Je croyois que l’amour qu’un tel revers accable,
Dedans son désespoir n’étoit pas si traitable,
Et qu’il désavouoit comme autant d’attentats
Ces générosités qui lui font des ingrats.

CLÉOMÈNE.

Aussi de mes conseils si l’effet devoit suivre,
Je sais d’un tel malheur par où l’on se délivre ;
Et ma vie immolée à mon cruel devoir
Sauroit bien m’épargner la douleur de le voir.
Oui, du même moment que la fortune ingrate
Eut semblé se résoudre à flatter Timocrate,
Comme victime due à ce fameux accord
Cléomène sans doute eut achevé son sort,
Trop heureux si, mourant pour vous avoir servie
On eut vu dans sa mort la gloire de sa vie,
Et si de cette mort le secret avéré
Pour vous placer au trône eut servi de degré.

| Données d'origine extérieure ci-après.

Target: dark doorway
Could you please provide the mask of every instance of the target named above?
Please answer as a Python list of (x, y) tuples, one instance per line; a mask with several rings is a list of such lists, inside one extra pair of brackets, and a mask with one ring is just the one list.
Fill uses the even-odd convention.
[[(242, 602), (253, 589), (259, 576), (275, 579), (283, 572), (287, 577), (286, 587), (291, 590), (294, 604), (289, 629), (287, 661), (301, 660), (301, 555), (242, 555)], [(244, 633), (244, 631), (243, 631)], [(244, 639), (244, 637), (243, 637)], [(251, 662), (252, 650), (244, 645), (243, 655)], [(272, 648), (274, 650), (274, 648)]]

Appelez ce dessein foiblesse, ingratitude,
Donnez lui, s’il se peut, encor un nom plus rude :
C’est par là seulement que ce cœur amoureux
A cru justifier l’audace de ses feux.
Renoncer pour l’amour au soin de sa fortune,
N’est que le foible effet d’une vertu commune ;
On a vu mille amants dans ses moindres douceurs
Trouver la pente aisée au mépris des grandeurs,
Et pour l’objet aimé, sans que rien les étonne,
Quitter parents, amis, sceptre, trône, couronne,
Mais il est inouï peut-être avant ce jour
Qu’aucun ait immolé l’amour même à l’amour.
Pour consacrer mon nom au temple de mémoire,
C’est à moi que le ciel en réservoit la gloire ;
Il la devoit sans doute à ma fidélité,
Et j’ose jusques-là flatter ma vanité,
Que d’un effort si grand, si beau, si peu croyable,
S’il vous fit seule digne, il m’a fait seul capable.